In February 2005, the Fairwood Task Force filed a Notice of Intent to Incorporation with King County, to establish a new City of Fairwood. This attempt to incorporate was narrowly defeated in the election held on September 19, 2006. In that election, 48.22% of the votes were for incorporation; a swing of only 136 votes in the election would have changed the result.

The process to form a City of Fairwood was restarted by the Fairwood Municipal Initiative when it filed another Notice of Proposed Incorporation with King County, Washington on April 16, 2007. As of October 2008, the incorporation effort is now under the jurisdiction of the King County Boundary Review Board (BRB) and a consulting firm hired by the BRB is conducting an economic feasibility study for the proposed city of Fairwood.
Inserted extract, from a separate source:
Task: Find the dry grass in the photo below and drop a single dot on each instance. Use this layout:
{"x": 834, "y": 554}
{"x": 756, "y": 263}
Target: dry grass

On November 3, 2009, Proposition 1 to incorporate a city of Fairwood failed again, as it did in 2006.

Efforts are also ongoing to annex the Fairwood area into the city of Renton. Additionally, the Red Mill area of the Fairwood PAA is presently undertaking a separate petition-method annexation.

On November 2, 2010, 57.6% of voters voted against a proposition to annex Fairwood to Renton.